»Freizügige« Bademode
Ab Mitte der 1920er Jahre findet man auf den Seiten der Fotoalben auch immer mehr Fotos von Badeausflügen. Gruppenbilder zeigen vergnügte, leicht bekleidete Menschen im Sommer an See und Meer. Das erst seit etwa der Jahrhundertwende erlaubte gemischtgeschlechtliche Baden im Freien erfreut sich starkem Zulaufs.

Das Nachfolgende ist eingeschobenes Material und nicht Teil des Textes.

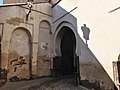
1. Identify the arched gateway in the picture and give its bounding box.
[53,26,79,76]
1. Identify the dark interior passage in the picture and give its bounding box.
[60,27,76,75]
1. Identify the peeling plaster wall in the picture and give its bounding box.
[8,28,31,78]
[52,6,117,90]
[0,4,52,78]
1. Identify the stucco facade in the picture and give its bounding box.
[0,2,116,90]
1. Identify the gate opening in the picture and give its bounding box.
[53,26,76,76]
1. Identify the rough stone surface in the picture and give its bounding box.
[0,77,89,90]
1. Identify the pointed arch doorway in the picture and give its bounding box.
[53,26,76,76]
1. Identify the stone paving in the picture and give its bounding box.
[0,77,89,90]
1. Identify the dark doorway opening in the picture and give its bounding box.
[61,27,76,75]
[53,26,76,76]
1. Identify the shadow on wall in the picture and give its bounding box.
[78,26,118,90]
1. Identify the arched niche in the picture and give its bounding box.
[8,27,32,79]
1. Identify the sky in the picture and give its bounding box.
[60,0,120,78]
[0,0,3,4]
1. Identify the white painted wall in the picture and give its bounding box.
[59,0,120,79]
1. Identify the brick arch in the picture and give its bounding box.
[8,27,32,79]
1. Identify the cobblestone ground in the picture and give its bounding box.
[0,77,88,90]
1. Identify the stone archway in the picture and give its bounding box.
[37,20,51,77]
[53,26,76,75]
[8,28,32,79]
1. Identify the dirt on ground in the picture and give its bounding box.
[0,77,89,90]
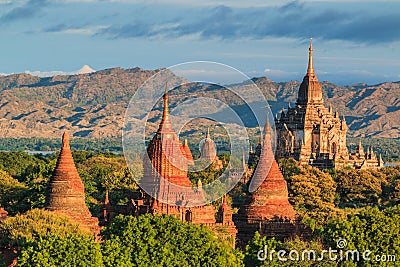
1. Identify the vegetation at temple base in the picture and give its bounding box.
[0,213,243,267]
[320,205,400,266]
[244,206,400,267]
[17,234,103,267]
[102,214,242,267]
[0,151,400,266]
[0,209,91,247]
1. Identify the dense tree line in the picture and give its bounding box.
[0,151,400,266]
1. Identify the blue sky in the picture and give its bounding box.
[0,0,400,84]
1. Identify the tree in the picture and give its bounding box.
[322,206,400,266]
[102,214,242,266]
[17,234,103,267]
[337,169,386,206]
[0,209,91,247]
[279,159,341,229]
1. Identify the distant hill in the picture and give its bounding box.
[0,68,400,138]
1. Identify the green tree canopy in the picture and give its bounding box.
[102,214,242,266]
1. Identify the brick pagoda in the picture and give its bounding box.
[103,92,237,239]
[46,132,99,233]
[234,122,300,245]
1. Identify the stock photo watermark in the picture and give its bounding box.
[257,238,396,262]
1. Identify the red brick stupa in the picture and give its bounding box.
[235,122,297,246]
[0,208,8,221]
[46,132,99,232]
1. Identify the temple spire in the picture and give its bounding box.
[206,127,211,139]
[158,86,172,131]
[307,38,314,76]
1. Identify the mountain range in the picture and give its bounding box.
[0,67,400,138]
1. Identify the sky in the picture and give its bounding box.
[0,0,400,85]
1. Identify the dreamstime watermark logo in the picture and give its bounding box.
[257,238,396,262]
[122,61,276,207]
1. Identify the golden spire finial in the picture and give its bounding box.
[62,131,69,151]
[163,85,169,120]
[307,38,314,75]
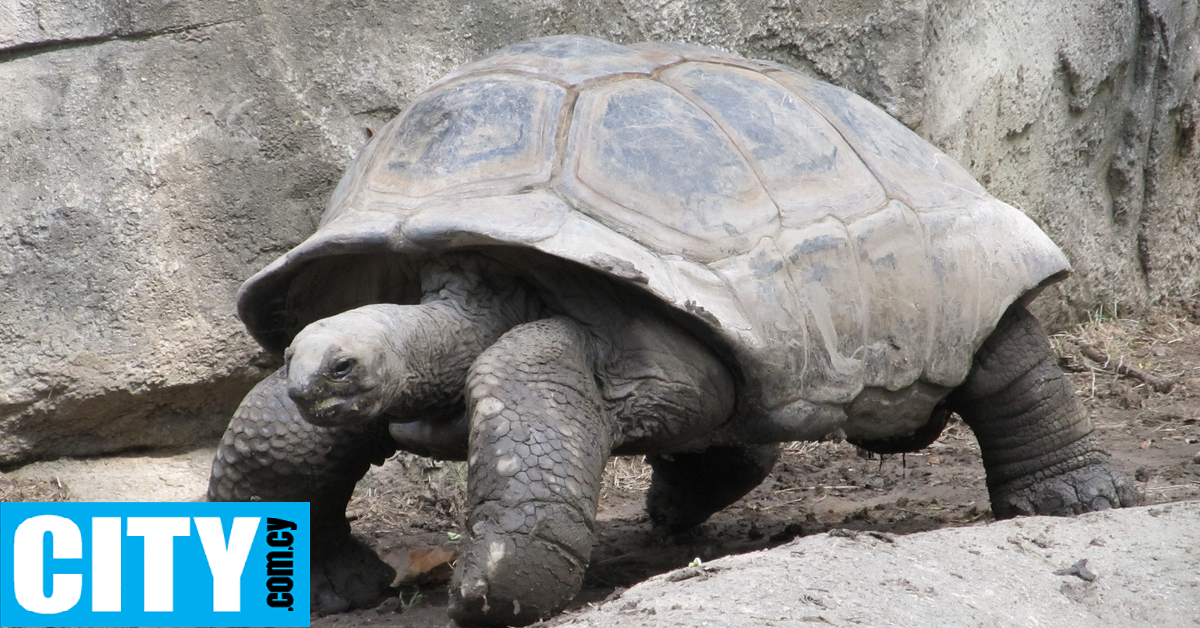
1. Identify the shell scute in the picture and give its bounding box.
[563,79,779,262]
[434,35,679,86]
[370,74,565,199]
[660,62,887,227]
[768,70,986,209]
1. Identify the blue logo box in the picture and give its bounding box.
[0,502,310,627]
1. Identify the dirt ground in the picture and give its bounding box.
[0,307,1200,628]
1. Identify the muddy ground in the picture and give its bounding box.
[0,307,1200,628]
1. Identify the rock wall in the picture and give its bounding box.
[0,0,1200,466]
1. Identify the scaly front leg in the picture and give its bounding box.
[450,318,613,626]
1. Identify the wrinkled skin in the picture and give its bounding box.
[209,255,1139,626]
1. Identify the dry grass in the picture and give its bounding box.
[600,456,650,500]
[0,473,72,502]
[1050,311,1200,407]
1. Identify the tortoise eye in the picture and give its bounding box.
[329,358,356,379]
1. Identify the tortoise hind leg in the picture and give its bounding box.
[646,444,779,533]
[208,369,396,612]
[948,305,1141,519]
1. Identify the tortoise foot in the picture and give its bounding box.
[311,537,396,615]
[991,462,1141,519]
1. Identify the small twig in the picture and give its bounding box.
[1079,345,1175,393]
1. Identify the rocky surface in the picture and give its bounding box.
[0,0,1200,466]
[550,502,1200,628]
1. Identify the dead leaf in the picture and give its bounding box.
[383,546,458,587]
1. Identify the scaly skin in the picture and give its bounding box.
[208,369,396,612]
[450,318,613,626]
[948,306,1141,519]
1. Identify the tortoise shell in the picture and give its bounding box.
[239,36,1069,420]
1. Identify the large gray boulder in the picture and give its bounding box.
[0,0,1200,466]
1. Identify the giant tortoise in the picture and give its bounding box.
[209,36,1139,624]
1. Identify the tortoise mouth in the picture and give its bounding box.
[293,391,373,427]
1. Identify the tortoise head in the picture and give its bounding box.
[284,307,403,427]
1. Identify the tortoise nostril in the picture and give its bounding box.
[329,358,356,379]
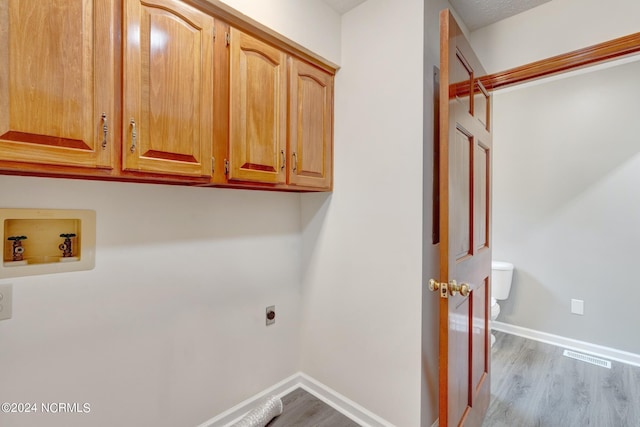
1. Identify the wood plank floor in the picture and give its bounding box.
[483,332,640,427]
[267,388,360,427]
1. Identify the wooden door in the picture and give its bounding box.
[435,10,491,427]
[122,0,214,176]
[288,58,333,189]
[0,0,115,168]
[228,28,287,184]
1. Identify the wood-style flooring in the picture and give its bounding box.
[267,388,360,427]
[267,331,640,427]
[483,332,640,427]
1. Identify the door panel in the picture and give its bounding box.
[438,10,491,427]
[123,0,214,176]
[288,58,333,188]
[0,0,115,168]
[229,28,287,183]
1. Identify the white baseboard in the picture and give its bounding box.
[198,372,394,427]
[299,372,394,427]
[198,373,300,427]
[491,320,640,366]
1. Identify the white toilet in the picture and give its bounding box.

Auch die Badebekleidung für Frauen wird allmählich kürzer und zweckmäßiger. Hatten Frauen bis dato nicht nur Oberkörper, Beine und Haar mit einem Badekleid und einer Haube zu bedecken, war sogar der Anblick ihrer nackten Füße verpönt, so dass auch Badeschuhe und -socken keine Seltenheit waren. Die durch die wegfallenden Stoffmassen gewonnene Bewegungsfreiheit ermöglichte nun ein ganz „neues“ und auch wesentlich ungefährlicheres Bade- und Schwimmvergnügen. Männer trugen entweder den Einteiler mit Trägern und kurzem Bein oder bereits einfache Badehosen. Das neue Körpergefühl und die damit verbundene Freiheit zeigt sich auch auf den vielen Gruppen- und Freundschaftsfotos, die ein beliebtes Repertoire von sportlich bis ironischen Inszenierungen wiedergeben. Freibäder werden zu Modeorten, an denen man sich in der neuste Bademode zeigt. So fanden nicht selten Badekostümwettbewerbe statt, wie 1922 in Westerland, die regen Zulauf fanden.
Der Berliner Politiker und Jurist Franz Bracht sah in der Freizügigkeit der neuen Bademode jedoch die öffentliche Ordnung in Gefahr und erließ 1932 die Badepolizeiordnung mit dem sogenannten Zwickelerlass. Dieser verbot das Nacktbaden, das seit der Jahrhundertwende immer populärer geworden war und schrieb genau vor welche Badebekleidung zu tragen sei.
§ 1. (2) Frauen dürfen öffentlich nur baden, falls sie einen Badeanzug tragen, der Brust und Leib an der Vorderseite des Oberkörpers vollständig bedeckt, unter den Armen fest anliegt sowie mit angeschnittenen Beinen und einem Zwickel versehen ist. Der Rückenausschnitt des Badeanzugs darf nicht über das untere Ende der Schulterblätter hinausgehen.
(3) Männer dürfen öffentlich nur baden, falls sie wenigstens eine Badehose tragen, die mit angeschnittenen Beinen und einem Zwickel versehen ist. In sogenannten Familienbädern haben Männer einen Badeanzug zu tragen.
Erst 1942 wird das Gesetz wieder aufgehoben. Bis der Bikini sich als Badebekleidung für Frauen durchsetzte vergingen jedoch noch zwei Jahrzehnte.